Fire Flowers

Written by Ben Byrne
Review by Cecelia Holland

“Two yankii sailors—enormous black men in flapping white trousers with tiny hats perched on the tops of their heads—were strolling amongst the clapboard stalls and counter of the Ueno Sunshine Market. I was quietly stalking them—Captain Takara, First Ghost Army. I’d collected half a dozen long cigarette butts already, and one of the sailors was about to fling another to the ground.”

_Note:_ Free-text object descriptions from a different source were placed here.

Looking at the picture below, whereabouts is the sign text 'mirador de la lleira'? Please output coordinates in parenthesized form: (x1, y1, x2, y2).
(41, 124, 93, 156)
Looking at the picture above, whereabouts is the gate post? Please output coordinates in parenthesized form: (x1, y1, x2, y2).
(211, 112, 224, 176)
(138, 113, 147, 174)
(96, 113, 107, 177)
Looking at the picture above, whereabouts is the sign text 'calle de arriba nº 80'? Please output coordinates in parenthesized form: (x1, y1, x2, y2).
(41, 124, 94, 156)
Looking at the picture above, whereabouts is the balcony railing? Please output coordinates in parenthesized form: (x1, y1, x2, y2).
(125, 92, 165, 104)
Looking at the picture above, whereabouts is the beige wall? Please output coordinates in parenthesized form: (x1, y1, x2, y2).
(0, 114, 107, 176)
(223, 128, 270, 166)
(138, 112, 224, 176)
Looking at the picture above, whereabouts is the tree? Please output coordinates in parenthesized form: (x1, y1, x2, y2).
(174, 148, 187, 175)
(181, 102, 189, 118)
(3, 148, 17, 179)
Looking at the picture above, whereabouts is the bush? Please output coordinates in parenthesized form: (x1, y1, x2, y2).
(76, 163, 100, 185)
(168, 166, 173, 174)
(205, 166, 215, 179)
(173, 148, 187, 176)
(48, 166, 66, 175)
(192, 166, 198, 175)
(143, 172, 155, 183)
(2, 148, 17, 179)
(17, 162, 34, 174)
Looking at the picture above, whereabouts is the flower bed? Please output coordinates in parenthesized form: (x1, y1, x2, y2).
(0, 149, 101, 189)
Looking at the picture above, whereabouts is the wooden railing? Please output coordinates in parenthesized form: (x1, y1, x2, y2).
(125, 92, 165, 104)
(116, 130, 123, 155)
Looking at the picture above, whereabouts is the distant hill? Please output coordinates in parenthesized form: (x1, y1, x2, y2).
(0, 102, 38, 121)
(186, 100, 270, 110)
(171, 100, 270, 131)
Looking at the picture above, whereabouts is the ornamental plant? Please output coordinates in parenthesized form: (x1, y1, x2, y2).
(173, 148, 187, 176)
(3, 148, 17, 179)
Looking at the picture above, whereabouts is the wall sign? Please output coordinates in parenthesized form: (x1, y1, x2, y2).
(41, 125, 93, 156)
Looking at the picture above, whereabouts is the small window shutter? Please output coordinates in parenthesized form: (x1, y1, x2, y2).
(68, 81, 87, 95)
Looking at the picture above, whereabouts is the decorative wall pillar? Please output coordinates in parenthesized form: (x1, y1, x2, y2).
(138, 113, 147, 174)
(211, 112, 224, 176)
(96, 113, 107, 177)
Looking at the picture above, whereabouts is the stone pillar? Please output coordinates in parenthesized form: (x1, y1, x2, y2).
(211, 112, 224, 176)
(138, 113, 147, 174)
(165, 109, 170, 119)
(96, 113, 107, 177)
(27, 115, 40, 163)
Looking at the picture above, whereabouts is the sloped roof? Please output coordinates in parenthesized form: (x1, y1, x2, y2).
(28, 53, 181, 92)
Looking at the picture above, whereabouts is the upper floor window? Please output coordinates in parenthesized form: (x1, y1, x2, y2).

Hiroshi Takara is one of several orphaned children fighting to survive in the ruins of Japan after the war, the fire flowers who Ben Byrne displays in this deeply felt and well-observed novel. Searching for cigarette butts, pretending to be glorious heroes, fighting and loving and sick and occasionally joyful, the children live out the tensions of the occupation, the collapse of values in a handful of moldering vegetable peelings, hope in a plum blossom.

The Americans are less sympathetic. A side plot with an American narrator concerns the occupying government’s efforts to hide the effects of the Hiroshima bombing from the world. Byrne’s graphic descriptions of the bombing and the cynical, brutal reactions of the military clash hard with the poignant lives of the children, highlighting both their frailty and their moral endurance.

The novel is not perfect. Byrne shifts narrators from chapter to chapter, and his decision to use the first person for all his characters is confusing, to say the least. But the effort to inhabit this culture at its moment of extremity is engrossing. Fire Flowers is the fruit of an American imagination at its best.